In my previous life as a bank examiner, I would find myself sitting across the table from the president of the bank and more often than not he would say something like “banking just isn’t as fun as it used to be.” The evidence suggested that banks were making more money than ever, so what could he have meant? A study from Rice University’s Thomas Hogan cites that since 2010 noninterest expenses in US banks have increased by $64.5 billion per year! Regulation probably can’t foot the whole bill, but the correlation between that increase and Dodd Frank is staggering. Even worse, Hogan cites the proportionate spend on auditors, consulting, and data analysis was statistically significant to small banks compared to their large bank counterparts.

In true Dickensian fashion, you can never have one without the other so the hard work done by bankers continues to increase. The good loans in the portfolio need monitoring, fresh financials, and renewing while the bad loans need workout procedures, constant communication, and loss calculation. As the workload and regulatory burden pile on, what can bankers look for in a solution that can help them manage?

Data Aggregation

The amount of information coming in and out of our banks, inboxes, and phones is staggering. For those in commercial lending, underwriting, and operations it can be extremely difficult to manage the amount and quality of the data coming in. Commercial teams need to understand what type of information is coming in and how it’s organized. The old way is to do this manually with a dangerous mixture of spreadsheets, shared files, and disparate systems. Bankers must get a handle on this data and find a way to organize this information to make it accessible, secure, and useable in their process. If it’s entered somewhere once, no member of the banking team should have to enter it again so they can focus their efforts elsewhere and avoid the frustration of duplicate data entry.

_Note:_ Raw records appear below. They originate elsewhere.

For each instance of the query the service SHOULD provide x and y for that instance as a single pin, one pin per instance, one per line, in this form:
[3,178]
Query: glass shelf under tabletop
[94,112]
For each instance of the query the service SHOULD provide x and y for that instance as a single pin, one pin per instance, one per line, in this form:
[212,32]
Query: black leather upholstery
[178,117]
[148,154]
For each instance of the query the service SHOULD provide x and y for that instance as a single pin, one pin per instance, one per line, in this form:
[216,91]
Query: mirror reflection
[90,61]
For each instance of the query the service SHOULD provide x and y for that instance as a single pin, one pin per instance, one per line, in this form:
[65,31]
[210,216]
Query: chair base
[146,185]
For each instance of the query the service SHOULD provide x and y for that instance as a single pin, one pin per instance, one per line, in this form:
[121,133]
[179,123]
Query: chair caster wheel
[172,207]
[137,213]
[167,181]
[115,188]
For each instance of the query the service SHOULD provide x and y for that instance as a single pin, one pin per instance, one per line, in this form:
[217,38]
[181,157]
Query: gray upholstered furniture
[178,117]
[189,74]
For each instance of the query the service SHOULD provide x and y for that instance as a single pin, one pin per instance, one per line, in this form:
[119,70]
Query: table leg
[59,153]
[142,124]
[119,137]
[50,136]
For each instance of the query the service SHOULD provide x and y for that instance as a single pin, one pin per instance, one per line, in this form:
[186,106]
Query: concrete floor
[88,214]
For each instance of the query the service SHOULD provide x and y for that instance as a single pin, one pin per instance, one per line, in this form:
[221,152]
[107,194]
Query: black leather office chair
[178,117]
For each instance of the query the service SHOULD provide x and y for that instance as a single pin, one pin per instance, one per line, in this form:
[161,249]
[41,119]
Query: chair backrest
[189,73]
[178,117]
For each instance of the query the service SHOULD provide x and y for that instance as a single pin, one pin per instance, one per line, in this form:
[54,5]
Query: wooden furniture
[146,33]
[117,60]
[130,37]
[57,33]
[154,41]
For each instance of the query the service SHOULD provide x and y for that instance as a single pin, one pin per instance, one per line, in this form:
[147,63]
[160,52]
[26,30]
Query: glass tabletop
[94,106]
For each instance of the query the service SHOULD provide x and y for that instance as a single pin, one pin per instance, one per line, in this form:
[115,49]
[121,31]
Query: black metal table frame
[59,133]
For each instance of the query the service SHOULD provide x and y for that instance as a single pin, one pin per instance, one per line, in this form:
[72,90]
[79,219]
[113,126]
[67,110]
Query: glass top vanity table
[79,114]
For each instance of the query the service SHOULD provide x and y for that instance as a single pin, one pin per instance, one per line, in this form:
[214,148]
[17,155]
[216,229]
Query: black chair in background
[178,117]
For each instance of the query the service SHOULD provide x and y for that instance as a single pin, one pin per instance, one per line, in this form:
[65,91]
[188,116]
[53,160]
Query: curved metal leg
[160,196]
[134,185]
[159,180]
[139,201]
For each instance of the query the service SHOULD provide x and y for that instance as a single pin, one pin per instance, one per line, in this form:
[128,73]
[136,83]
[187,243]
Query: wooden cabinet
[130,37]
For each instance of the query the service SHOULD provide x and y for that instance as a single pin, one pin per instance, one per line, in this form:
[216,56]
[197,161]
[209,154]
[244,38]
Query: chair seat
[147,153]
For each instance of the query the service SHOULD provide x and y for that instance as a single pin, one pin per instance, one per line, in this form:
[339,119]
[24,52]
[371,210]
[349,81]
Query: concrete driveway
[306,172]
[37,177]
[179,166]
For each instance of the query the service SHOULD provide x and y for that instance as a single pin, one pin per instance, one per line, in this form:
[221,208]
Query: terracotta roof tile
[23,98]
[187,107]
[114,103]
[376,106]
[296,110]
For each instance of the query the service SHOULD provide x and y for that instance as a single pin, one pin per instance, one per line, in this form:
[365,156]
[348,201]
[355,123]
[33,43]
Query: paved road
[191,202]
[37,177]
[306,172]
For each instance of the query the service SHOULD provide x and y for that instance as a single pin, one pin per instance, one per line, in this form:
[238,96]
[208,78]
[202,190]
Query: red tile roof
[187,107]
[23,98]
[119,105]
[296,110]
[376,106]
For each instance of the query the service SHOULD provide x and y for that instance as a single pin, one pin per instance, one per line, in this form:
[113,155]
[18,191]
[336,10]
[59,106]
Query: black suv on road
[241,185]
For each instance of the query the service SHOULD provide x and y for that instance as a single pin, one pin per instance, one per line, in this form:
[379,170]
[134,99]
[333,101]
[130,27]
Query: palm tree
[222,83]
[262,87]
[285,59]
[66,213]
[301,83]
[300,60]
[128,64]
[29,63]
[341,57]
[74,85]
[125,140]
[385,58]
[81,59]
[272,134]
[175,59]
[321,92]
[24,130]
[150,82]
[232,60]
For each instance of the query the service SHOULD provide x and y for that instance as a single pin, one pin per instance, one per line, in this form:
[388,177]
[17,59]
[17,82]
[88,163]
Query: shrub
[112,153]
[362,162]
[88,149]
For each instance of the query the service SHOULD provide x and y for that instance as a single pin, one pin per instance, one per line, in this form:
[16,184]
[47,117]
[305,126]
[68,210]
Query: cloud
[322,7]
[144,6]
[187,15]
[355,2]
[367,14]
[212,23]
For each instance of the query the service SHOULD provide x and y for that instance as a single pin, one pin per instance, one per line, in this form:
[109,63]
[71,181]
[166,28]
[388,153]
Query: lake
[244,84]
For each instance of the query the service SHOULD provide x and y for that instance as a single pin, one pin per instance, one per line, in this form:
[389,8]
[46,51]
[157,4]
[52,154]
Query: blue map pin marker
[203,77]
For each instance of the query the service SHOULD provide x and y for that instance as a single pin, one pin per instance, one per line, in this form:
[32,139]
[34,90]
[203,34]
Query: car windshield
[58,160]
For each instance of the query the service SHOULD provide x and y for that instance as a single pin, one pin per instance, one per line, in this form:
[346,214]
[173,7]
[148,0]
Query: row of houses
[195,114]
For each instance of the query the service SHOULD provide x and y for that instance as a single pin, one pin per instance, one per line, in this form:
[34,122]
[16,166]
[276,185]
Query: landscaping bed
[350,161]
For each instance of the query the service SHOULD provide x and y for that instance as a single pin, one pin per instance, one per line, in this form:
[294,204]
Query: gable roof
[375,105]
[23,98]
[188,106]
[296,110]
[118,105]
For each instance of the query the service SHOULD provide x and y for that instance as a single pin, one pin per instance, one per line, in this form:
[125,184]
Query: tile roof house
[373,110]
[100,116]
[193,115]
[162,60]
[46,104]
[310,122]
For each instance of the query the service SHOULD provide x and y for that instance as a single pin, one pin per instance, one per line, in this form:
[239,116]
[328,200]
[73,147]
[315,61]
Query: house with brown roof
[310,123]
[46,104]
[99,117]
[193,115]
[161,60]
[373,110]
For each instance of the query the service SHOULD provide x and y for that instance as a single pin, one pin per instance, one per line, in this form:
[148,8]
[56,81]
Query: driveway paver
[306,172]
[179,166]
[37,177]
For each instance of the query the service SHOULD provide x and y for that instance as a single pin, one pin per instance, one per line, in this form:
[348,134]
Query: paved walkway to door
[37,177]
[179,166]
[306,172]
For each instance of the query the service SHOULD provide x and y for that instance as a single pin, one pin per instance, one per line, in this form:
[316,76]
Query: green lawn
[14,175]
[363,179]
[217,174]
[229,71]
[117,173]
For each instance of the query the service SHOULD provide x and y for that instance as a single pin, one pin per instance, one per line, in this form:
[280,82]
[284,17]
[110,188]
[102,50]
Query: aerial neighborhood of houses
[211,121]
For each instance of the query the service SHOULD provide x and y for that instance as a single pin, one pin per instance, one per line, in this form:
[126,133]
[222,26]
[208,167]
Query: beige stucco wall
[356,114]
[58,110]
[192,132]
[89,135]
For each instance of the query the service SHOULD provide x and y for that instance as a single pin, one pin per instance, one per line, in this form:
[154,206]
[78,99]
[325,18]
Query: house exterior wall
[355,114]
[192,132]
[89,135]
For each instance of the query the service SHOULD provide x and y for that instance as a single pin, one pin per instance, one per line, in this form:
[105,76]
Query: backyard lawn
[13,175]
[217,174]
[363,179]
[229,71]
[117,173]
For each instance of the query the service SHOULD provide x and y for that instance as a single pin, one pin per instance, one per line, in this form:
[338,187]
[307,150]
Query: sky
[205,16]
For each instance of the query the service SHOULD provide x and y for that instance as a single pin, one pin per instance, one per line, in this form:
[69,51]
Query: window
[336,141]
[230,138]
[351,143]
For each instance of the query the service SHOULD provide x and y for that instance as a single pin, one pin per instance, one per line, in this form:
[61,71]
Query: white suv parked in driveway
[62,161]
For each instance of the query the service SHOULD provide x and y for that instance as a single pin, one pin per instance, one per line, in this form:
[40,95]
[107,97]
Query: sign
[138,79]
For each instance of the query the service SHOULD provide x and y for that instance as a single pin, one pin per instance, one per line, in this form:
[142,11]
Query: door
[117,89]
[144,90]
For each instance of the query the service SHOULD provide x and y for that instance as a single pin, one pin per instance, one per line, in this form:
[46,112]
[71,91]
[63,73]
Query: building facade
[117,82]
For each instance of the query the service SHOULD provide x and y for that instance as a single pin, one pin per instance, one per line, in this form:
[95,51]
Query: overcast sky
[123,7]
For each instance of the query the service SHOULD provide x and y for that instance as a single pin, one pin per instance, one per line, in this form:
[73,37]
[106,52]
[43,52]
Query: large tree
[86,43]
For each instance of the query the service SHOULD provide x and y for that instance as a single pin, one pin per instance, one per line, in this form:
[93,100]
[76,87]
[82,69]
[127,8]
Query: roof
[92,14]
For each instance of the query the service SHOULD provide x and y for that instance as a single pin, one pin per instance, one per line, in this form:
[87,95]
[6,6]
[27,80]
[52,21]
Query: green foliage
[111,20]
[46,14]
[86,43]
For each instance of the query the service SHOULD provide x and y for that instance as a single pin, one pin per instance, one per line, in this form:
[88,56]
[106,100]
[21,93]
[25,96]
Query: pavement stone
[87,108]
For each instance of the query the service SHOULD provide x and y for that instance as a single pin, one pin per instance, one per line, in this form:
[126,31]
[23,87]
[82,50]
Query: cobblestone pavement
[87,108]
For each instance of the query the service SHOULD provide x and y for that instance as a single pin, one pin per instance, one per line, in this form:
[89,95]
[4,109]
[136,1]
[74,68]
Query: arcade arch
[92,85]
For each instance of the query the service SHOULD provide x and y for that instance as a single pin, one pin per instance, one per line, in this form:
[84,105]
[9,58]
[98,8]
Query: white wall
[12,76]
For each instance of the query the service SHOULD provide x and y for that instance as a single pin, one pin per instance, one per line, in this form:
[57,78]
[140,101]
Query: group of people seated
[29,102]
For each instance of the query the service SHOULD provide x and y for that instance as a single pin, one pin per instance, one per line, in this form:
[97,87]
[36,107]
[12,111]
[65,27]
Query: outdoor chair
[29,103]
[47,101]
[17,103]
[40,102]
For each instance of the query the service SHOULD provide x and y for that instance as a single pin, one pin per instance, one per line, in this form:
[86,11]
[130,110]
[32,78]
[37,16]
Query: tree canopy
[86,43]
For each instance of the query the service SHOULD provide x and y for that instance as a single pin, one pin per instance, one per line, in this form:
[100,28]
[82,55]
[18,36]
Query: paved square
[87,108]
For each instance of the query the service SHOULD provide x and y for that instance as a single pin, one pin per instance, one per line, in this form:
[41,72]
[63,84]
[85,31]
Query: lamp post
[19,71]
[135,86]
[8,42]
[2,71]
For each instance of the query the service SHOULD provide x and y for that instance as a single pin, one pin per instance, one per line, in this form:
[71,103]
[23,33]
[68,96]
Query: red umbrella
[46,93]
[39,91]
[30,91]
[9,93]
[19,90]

Deals get stuck, it’s a given. The why and how can be different every time. Workflows that are built for each loan product and segment can help tremendously with transparency. Team members can see what tasks are yet to be done, what documents they need, and how to move it through to completion. Your clients can see what you are asking of them and keep track of their progress. Transparency is the king here.

Organization and Reporting

Regulation is rarely appeased by verbal commitment or an impressive memory. The board at the bank is probably not all that much impressed either. Organizing the information that is already going through the bank in a way that is reportable is a key foundation of effective risk management. If you have a system that can house the data more often than not you can make it organize that data for you as well. If you could, would you want to automate items such as pipeline, concentration, compliance reporting? That would free up your data and operations folks to address policy and processes rather than reducing them to data miners.